Dr. Sharon Sheridan presented her research “Who Moved The Big Cheese? Trust Transference, Social Influence, and the Development of Trust in a New Executive Leader” at The First International Network on Trust Conference in January 2019 in St. Gallen, Switzerland.
Authors on the paper included Cecily Cooper (University of Miami), Craig Crossley (University of Central Florida), and Sharon Sheridan (University of North Dakota).

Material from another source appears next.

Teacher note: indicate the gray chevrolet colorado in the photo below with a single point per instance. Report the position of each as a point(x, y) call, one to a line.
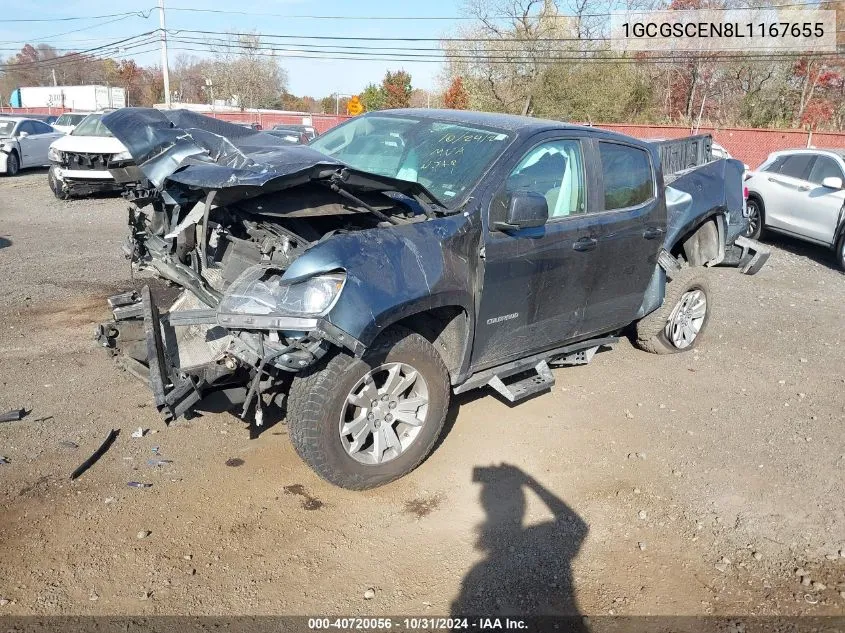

In this research we examine how front-line employees develop trust in a new executive leader. The preponderance of research on trust development focuses on close relationships and, in doing so, fails to clarify the processes that will influence the development of trust in a distant leader whom employees cannot directly observe. To investigate this phenomenon, we collected data from front-line employees and their direct supervisors at two points in time in an organization that had recently experienced a leadership succession event. Results suggest that supervisors play an instrumental role in shaping how employees develop trust in an executive via two unique processes, trust transference and social influence. Notably, we also observed a negativity bias in that supervisors who had less trust in the executive leader tended to have more influence on employees than those who had more positive views of the leader. The present research contributes to our knowledge of trust development in organizations by conceptually refining the notion of supervisor trust transference and testing it alongside the similar but distinct process of supervisor social influence. Taken together, these processes illuminate how employees form trust judgments of distant leaders and the inherent connection between supervisors and executive leaders as two key referents of trust.